Saturday, October 29, 2005


We All Knew This Was Coming

Scooter Libby's already planning on The Sergeant Schultz Defense:

A statement released by Libby's attorney says his client was operating under "the hectic rush of issues and events at a busy time for our government." In other words, Libby got busy and forgot some details of long-ago conversations.
There's only one problem with that defense: Fitzgerald's had two years -- and testimony from dozens of witnesses -- to smash it like an egg.


As I noted in my post, the other problem with this defense is that Libby's going to have to explain why he didn't bother preparing for his grand jury testimony by doing a thorough review of his own records of the events in question. It's almost like he didn't want to aid the investigation by giving a truthful and complete account. Who'd a thunk it?
What's damning is how much talking about Plame was going on and at what levels.

Plame's identity and occupation was "need to know only." In other words, no one who did not need her name in order to complete a legitimate task should have known she existed.

Theoretically, Libby could have had a legitimate interest in Plame. If an NSC officer learns that a wrong decision was made, he could want to run down the details of how it was made. It's not clear to me the CIA should have divulged the name even if the cause was legitimate.

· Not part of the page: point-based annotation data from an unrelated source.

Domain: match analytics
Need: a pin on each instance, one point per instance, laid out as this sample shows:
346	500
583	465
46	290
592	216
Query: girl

And it's even theoretically possible that Libby could have forgotten exactly how he learned the name--but not that he could have thought he learned it from reporters. If he learned it from reporters, he had a duty to immediately report a possible security breach.

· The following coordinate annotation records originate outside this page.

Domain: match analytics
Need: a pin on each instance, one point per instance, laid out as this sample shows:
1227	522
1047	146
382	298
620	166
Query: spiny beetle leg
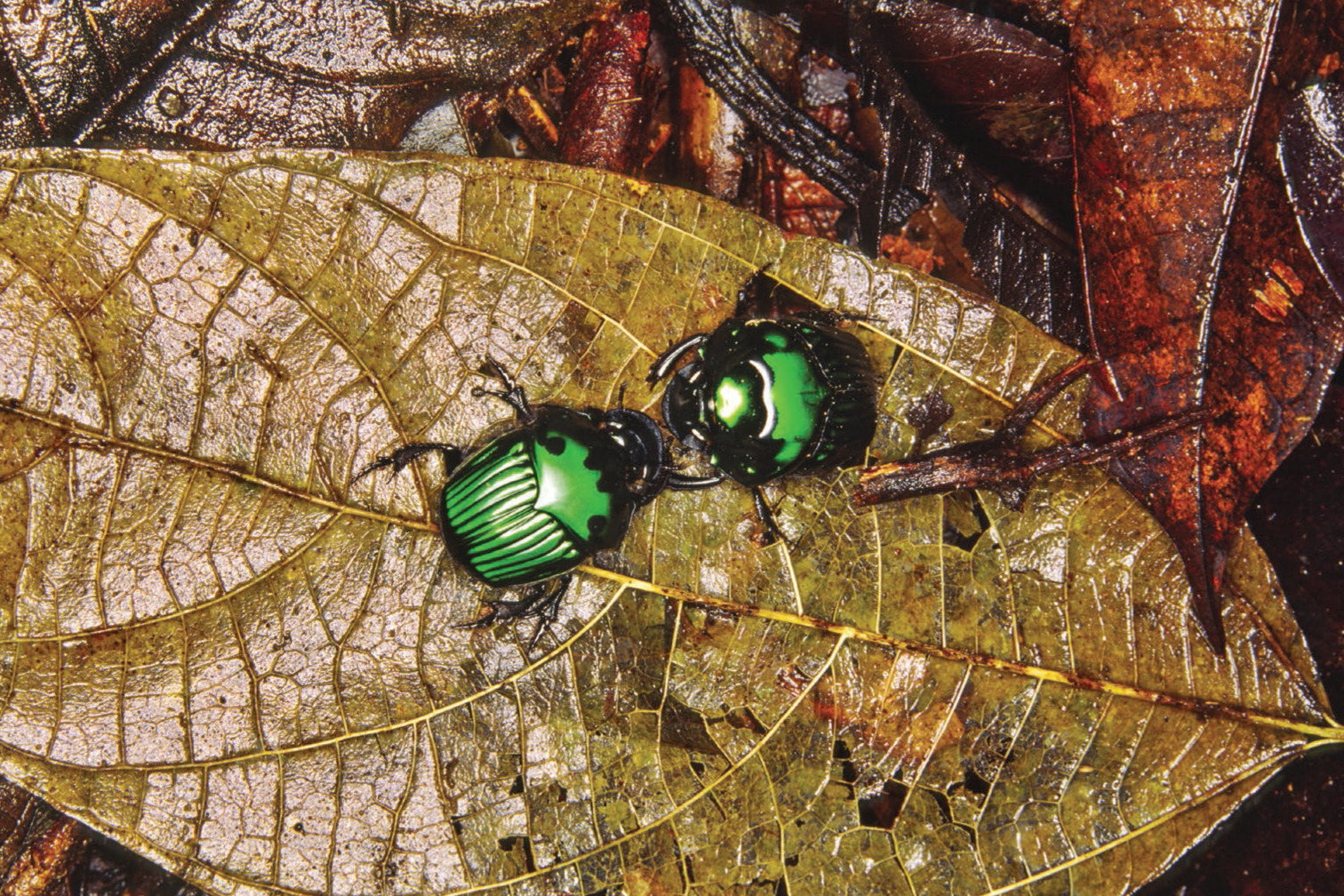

But when a political officer like Rove is telling Libby Plame's name-- even if Rove is cleared to know the information himself, which is a sick thought-- it's very clear that these guys were obsessed with Plame.

I speculate Libby was chosen early on as the scapegoat, that it was agreed that he would take the fall to protect the re-election effort, and that Bushco allowed Fitzgerald in because they knew the stonewall would hold.

Maybe Fitzgerald is just playing Columbo, but the picture I got yesterday was of a man who is angry and nervous. Others have speculated that Rove made a proffer.

So, why would Fitzgerald be jumpy? Maybe because he knows Rove's proffer is a fake, part of framing Libby for what was a crime clearly planned and directed by the highest officials in government.

That would make an honest man angry indeed.
Correction: Libby was not a full member of the NSC. As a presidential and VP aide, however, he almost certainly attended meetings. He seems to have had clearance to see plenty of stuff, but probably (for reasons Parry presents) not the identity of a NOC.